She hesitated—she didn’t like to grant access since she often forgot to revoke it—but accepted. A portrait of a woman—an old-fashioned one in a watercolour style, obviously bots-drawn—the sweeps of colours were too clean, too regular—shimmered on visual. The resemblance was obvious. “Your corpse?”

“Ours. Pham Thi Hai Anh,” Long Chau said. “She made a living maintaining the inner rings of the Apricot Blossom Ho habitat.”

“I see,” The Shadow’s Child said. She didn’t. Curiosity won out, narrowly. “You know what she died of.”

“No,” Long Chau said. “I’m friends with the controller of deaths: they could find no cause of death. Which means that, having set aside all other possible causes, she was alive and well when she tumbled into deep spaces.” She raised a hand, as if to forestall an objection from The Shadow’s Child. “The pressures of unreality would have rendered her unconscious within ten divisions, and killed her not long afterwards—a centiday, at most. A shadow skin doesn’t protect against deep spaces.”

Trying to spare The Shadow’s Child’s feelings? Or more likely making sure she couldn’t be interrupted.

“All right,” The Shadow’s Child said. “So an accident, then.”

Long Chau smiled. “I don’t know what happened. But I intend to find out.”

“I don’t understand the urgency.”

“The militia is going to take over.”

“And? Surely that’s good.”

“Only if you think the tribunal and the militia competent.” Long Chau clearly didn’t. Then again, if she’d been involved with them, as a suspect... “They’ll take everyone into custody and throw drugs at them in the hopes of finding a ready culprit. By the time they’re done, there’ll be no evidence or goodwill left to base an investigation on.”

Personal experience?

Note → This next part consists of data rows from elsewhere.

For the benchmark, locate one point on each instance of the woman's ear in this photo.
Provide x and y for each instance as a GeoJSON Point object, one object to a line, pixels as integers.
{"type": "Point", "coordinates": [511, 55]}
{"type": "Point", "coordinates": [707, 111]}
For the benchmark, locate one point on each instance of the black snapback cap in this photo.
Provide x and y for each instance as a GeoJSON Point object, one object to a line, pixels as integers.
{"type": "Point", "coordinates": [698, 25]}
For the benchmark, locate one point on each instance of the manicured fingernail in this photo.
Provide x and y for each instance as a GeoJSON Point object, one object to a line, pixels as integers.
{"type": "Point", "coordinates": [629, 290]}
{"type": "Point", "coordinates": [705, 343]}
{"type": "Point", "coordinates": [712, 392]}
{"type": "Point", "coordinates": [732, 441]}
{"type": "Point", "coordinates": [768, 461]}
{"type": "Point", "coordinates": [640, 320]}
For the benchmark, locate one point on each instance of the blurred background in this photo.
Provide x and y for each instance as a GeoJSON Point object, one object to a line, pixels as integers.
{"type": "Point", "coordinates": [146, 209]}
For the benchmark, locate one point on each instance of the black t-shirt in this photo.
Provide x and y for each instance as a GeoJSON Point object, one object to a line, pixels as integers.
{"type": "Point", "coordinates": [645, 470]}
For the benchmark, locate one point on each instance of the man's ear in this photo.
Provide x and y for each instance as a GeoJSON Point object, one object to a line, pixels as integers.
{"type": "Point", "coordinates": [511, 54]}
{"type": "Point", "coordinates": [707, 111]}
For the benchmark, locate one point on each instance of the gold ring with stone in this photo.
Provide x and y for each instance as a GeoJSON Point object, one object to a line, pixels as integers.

She sounded so intense it must have been. But she must also have hated not knowing the answers. “I’m not sure—”

“We have a day, perhaps two,” Long Chau said. “At most. The circumstances are unusual, and I’ve been digging: this will draw their attention faster.”

“Look,” The Shadow’s Child said. “I don’t know what your relationship with the tribunal is—” though she fully intended to find that out—”but I’m not setting myself at odds with them.”

Long Chau’s glance was puzzled. “Of course not. We’ll have solved this long before they intervene, if we move fast enough. That’s the point.” She stretched, drawing herself to her full height. “I’m going to Apricot Blossom Ho habitat. Care to come?”

“Because you need a ship to take you there?”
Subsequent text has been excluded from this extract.